Trainer & Collectors¶

Trainer¶

Cross-Validation Workflow¶

Trainer runs cross-validation training independently of the main Experimenter experiment loop. It is created through Experimenter.add_trainer() and shares the same Pipeline and data cache.

trainer = exp.add_trainer(
    name='cv',
    data=None,              # None → use Experimenter's data
    splitter='same',        # 'same' → use exp.sp_v (inner splitter)
    splitter_params=None,   # None when splitter='same'
    aug_data=None,          # external DataFrame appended to inner train split at DataSource level
)

splitter='same' reuses the inner splitter (sp_v) configured on the Experimenter. Pass a scikit-learn splitter object to use a different split strategy. splitter=None trains on the entire dataset without splitting.
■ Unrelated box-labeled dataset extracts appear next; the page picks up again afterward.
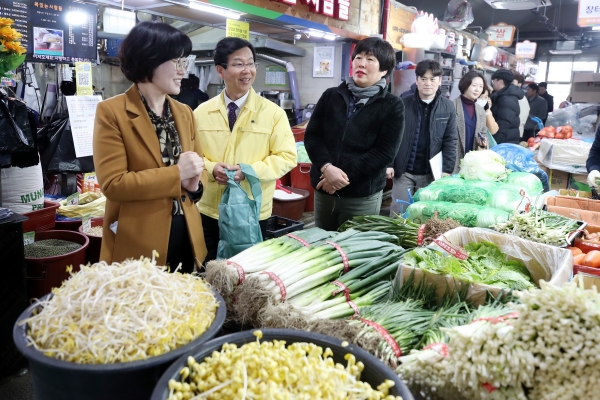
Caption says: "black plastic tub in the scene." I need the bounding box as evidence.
[13,289,227,400]
[151,329,414,400]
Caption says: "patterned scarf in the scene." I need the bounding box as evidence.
[140,92,183,215]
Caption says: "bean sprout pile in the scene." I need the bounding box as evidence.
[19,257,218,364]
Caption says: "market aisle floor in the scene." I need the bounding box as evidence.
[0,370,35,400]
[0,191,392,400]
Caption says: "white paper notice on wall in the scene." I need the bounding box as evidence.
[65,96,102,158]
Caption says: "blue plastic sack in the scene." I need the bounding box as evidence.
[491,143,550,192]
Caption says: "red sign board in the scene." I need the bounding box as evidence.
[275,0,350,21]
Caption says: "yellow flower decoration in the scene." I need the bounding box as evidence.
[0,26,22,40]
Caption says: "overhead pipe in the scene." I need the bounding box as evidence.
[256,53,302,124]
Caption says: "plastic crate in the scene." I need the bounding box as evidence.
[263,215,304,240]
[23,200,60,233]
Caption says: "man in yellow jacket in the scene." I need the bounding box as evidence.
[194,38,296,262]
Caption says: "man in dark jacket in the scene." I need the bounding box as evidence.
[390,60,458,216]
[585,124,600,190]
[521,83,548,142]
[538,82,554,116]
[492,69,525,144]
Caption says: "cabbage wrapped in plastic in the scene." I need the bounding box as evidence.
[460,150,507,182]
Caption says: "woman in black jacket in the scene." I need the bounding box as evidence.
[304,37,404,231]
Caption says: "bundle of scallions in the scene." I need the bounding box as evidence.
[492,209,580,246]
[205,228,335,311]
[233,230,404,327]
[339,215,421,249]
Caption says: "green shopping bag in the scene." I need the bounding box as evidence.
[217,164,262,259]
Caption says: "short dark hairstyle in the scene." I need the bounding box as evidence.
[415,60,444,78]
[492,69,514,86]
[213,38,256,69]
[458,71,485,94]
[352,37,396,78]
[119,21,192,83]
[513,72,525,85]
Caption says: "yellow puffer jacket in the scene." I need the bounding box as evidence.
[194,89,296,220]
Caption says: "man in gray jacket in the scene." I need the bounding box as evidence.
[523,83,548,141]
[513,72,529,138]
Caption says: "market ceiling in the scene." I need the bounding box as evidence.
[401,0,600,41]
[88,0,364,42]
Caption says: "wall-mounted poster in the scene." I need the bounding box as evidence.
[313,46,335,78]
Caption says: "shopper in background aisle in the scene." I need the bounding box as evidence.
[538,82,554,116]
[585,124,600,191]
[390,60,458,216]
[477,82,498,135]
[454,71,487,173]
[194,37,296,261]
[513,72,529,138]
[492,69,525,144]
[94,22,207,272]
[521,83,548,142]
[304,37,404,231]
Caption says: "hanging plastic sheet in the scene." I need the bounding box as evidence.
[0,90,39,168]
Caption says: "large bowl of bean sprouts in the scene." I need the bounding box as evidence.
[13,258,226,400]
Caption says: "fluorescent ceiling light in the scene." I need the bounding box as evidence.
[550,50,582,55]
[67,11,87,25]
[188,1,240,19]
[308,29,325,37]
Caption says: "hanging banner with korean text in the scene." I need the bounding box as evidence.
[226,18,250,40]
[275,0,350,21]
[65,96,102,158]
[515,40,537,60]
[75,62,94,96]
[577,0,600,26]
[487,22,516,47]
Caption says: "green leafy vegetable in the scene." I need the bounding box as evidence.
[403,241,535,290]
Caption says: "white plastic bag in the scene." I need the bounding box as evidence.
[0,163,44,214]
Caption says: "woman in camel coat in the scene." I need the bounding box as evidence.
[94,22,207,272]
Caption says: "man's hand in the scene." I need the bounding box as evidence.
[588,170,600,190]
[213,163,232,185]
[317,179,336,194]
[177,151,204,182]
[181,175,200,192]
[227,165,246,182]
[385,168,394,179]
[317,165,350,193]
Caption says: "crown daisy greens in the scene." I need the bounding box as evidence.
[0,18,27,77]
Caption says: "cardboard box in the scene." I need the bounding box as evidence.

aug_data is appended to the inner training split at the DataSource level before any Stage processing. It is not persisted — pass it again on add_trainer after loading. The Experimenter constructor and create() also accept aug_data for the same purpose in the experiment loop.

select_head, train, process¶

select_head(nodes) specifies which Head nodes to train. All upstream Stage nodes are collected automatically.
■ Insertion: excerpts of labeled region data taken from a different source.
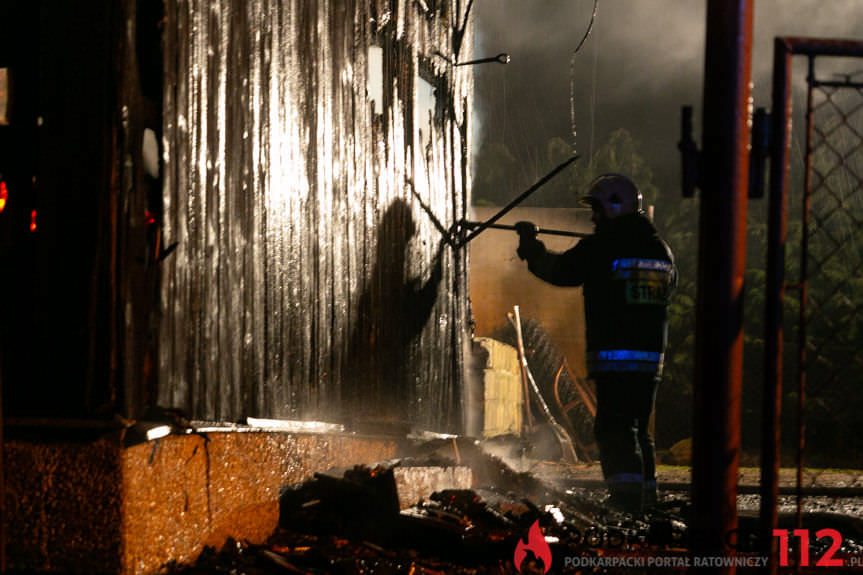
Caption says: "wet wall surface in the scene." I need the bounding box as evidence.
[158,0,472,429]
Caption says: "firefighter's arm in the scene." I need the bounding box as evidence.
[515,222,586,286]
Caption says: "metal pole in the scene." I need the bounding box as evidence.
[797,55,815,529]
[690,0,753,574]
[760,38,791,574]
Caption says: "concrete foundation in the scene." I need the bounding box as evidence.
[4,432,470,575]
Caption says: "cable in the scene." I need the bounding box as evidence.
[569,0,599,154]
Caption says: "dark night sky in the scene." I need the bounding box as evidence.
[473,0,863,196]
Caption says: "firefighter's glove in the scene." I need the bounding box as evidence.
[515,222,543,260]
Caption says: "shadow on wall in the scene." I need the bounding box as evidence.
[342,199,445,430]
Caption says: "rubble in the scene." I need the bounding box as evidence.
[162,440,860,575]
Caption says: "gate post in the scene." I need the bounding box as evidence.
[691,0,753,573]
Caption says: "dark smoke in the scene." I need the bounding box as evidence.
[474,0,863,194]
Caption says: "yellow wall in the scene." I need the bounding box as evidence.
[469,206,592,377]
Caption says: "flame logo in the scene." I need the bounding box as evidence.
[513,519,551,573]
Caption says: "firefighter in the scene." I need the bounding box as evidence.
[515,174,677,513]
trainer.select_head(['lgbm_v1', 'lgbm_v2'])

train() trains all unbuilt nodes in topological order. Each node is trained across all splits before moving to the next node.

trainer.train()

process(data, v=None) is a generator that applies the trained processors to new data, yielding one result per split.

for split_output in trainer.process(test_df):
    # split_output: concatenated Head outputs for this split
    ...

v optionally filters output columns from the Head nodes. If multiple Heads are selected, their outputs are concatenated column-wise.

to_inferencer¶

Once training is complete, convert the Trainer to an Inferencer for deployment:

inferencer = trainer.to_inferencer(v=None)
inferencer.save('./inferencer')

to_inferencer() copies the fitted processors out of the Trainer, so the resulting Inferencer is independent of the Trainer and Experimenter.

Sampler¶

Sampler applies resampling to training data before each fit() call. This is useful for class imbalance correction.

ImbLearnSampler¶

Wraps any imbalanced-learn sampler:

from imblearn.over_sampling import SMOTE
from mllabs.sampler import ImbLearnSampler

sampler = ImbLearnSampler(SMOTE(random_state=42))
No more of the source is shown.